En cuanto regresé a casa –debo confesar que no
tomé el camino habitual, puesto que pasaba por el mismo sitio donde horas antes
se había producido el encuentro- mi cabeza se centró exclusivamente en aquella
extraña persona que, con los ojos cerrados, me había pedido que me parase para
decirme que mi problema era no saber quién soy. No me quedó más remedio que
preguntarme a mí mismo si sabía quién era. Pues claro que sí. Tengo nombre y
apellidos como todas las personas que conozco, Como todas las personas, pensé lacónicamente. Si no tuviera nombre
no sería nadie, concluí satisfecho. Asunto resuelto pues, pero la mente es
traicionera y no te deja tranquilo con simplezas como esta. Indaga, escudriña,
perfora en lo más profundo de nuestra psique hasta conseguir su objetivo. Así
que la maldita rehízo la pregunta, mi mente consiguió nuevamente interpelarme
sobre si sabía quién era y ya no iba a permitir que me conformase con reconocer
en una tarjeta plastificada mi fotografía acompañada de un nombre, unos
apellidos y un conjunto de cifras muy largo que sabía de memoria. Tengo padres,
hermanos, amigos, repasé mentalmente todas y cada una de las personas que
conocía, seguramente alguna se me escapó, pero pensé que, de ser así, tampoco
sería tan importante para mí y perfectamente podría prescindir de ella.
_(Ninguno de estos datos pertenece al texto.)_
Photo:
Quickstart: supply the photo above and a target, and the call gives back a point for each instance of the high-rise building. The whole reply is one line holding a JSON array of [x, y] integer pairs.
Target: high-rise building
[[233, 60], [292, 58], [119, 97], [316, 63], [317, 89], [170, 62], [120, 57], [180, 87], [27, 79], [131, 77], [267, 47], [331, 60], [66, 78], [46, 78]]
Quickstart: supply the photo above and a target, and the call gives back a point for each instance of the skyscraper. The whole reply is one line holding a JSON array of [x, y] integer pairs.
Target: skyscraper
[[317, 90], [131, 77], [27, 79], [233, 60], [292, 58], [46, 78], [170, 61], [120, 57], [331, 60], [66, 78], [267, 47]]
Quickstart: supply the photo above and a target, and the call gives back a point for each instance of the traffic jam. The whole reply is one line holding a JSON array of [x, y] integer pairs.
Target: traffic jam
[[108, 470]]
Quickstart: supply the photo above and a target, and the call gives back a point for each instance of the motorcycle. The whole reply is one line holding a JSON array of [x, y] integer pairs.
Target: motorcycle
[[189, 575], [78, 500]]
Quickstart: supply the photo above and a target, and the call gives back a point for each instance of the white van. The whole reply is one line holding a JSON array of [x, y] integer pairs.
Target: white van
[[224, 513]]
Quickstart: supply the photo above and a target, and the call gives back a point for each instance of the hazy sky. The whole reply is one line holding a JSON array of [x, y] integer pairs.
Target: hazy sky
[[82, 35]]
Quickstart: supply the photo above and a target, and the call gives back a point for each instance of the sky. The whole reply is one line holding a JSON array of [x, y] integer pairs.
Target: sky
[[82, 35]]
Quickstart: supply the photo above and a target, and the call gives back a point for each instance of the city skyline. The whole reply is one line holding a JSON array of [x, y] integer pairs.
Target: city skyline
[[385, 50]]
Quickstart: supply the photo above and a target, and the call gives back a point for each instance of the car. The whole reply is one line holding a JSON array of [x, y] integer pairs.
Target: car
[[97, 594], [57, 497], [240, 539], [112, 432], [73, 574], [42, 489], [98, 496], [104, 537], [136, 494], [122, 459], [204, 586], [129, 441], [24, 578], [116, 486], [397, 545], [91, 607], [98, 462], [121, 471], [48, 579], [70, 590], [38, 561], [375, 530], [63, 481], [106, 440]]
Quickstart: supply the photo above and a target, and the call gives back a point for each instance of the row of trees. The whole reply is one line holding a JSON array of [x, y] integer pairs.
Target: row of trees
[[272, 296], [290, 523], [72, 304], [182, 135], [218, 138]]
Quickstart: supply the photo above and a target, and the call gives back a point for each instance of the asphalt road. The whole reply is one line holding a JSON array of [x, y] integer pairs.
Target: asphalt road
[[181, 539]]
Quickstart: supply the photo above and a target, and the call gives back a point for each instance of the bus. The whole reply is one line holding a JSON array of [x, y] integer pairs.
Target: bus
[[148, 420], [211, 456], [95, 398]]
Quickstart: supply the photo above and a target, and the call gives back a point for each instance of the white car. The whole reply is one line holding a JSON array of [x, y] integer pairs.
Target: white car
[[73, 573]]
Incluso
hice una lista que aún conservo. Revisé ese inventario de amigos y familiares
varias veces hasta que lo di por cerrado y entonces comencé a pensar qué sabían
esas personas de mí, qué podían pensar acerca de lo que soy. No son preguntas
sencillas, no tienen fácil respuesta y, precisamente, ese era el principal
problema. No encontré solución. Imaginé que algunas de las personas que había considerado
posiblemente pensarían de mí ciertas cosas que a otras personas ni se les
pasaría por la cabeza y, sin embargo, el objeto de su reflexión sería el mismo:
Yo. Me resultó extraño comprobar cómo esta aseveración sobre la que me atreví a
teorizar era, con seguridad, totalmente cierta y la consiguiente explicación
fue relativamente sencilla: Si cada
persona que conozco piensa sobre mí algo diferente es que yo soy todo lo que
esas personas piensan. El problema real emergió con el evidente corolario
que subsiguió a esa hipótesis: Puede ser,
entonces, que yo no sea nada de lo que esas personas piensan. Y aquí
comenzó verdaderamente mi problema. Mi crisis de identidad. La verdad es que no
duró mucho, pero no es menos cierto que no fui yo quien la resolvió. Fue el
extraño señor que me había encontrado esa misma mañana quien me ofreció la
solución.
Ni que decir tiene que no pegué ojo en toda la
noche. Ni que decir tiene que no fui capaz de conciliar el sueño y dormitar
algo, ni un maldito instante, por más que quise cerrar los ojos y por más que
utilicé los escasos –o muchos, según se mire- recursos a mi disposición, esto
es, los que encontré entre la pequeña cocina y el baño de mi apartamento, para
ayudarme a descansar. Mi tendencia natural a tener ojeras se vería agravada a
la mañana siguiente. Me daba pavor solo pensar en asomarme al espejo para
afeitarme y comprobar cómo sendas bolsas color azul metálico con verdeantes
ondulaciones colgarían de mis ojos, haciéndolos caer unos milímetros hasta
hacerme parecer más triste de lo que realmente soy –al menos eso imaginé que
pensaría alguna de las personas de la lista que había elaborado mientras
cenaba, sin mucho apetito, debo decir-.
Con los primeros rayos de sol que se colaron
entre las lamas de la persiana de mi dormitorio me levanté para darme una ducha
–supuse que mejoraría en algo mi aspecto, me confundí, no había nada que
hacer-. Secarme frente al temido espejo fue un error. La ojeras eran terribles,
lo que no entiendo es por qué me sorprendió, era obvio que amanecería así. Sin
embargo, como cada vez que trasnochaba –lo cual era poco frecuente-, las ojeras
estaban ahí, frente a mí. Hoy tocaría llevar gafas oscuras, al menos el sol me
ofrecía una valiosa coartada que me evitaría tener que ofrecer absurdas explicaciones
a quienes preguntaban sobre las gafas como cuando las llevaba en pleno invierno,
Hay mucha claridad, solía decir con
una mueca cómplice –que nadie entendía- en días nublados o incluso lluviosos.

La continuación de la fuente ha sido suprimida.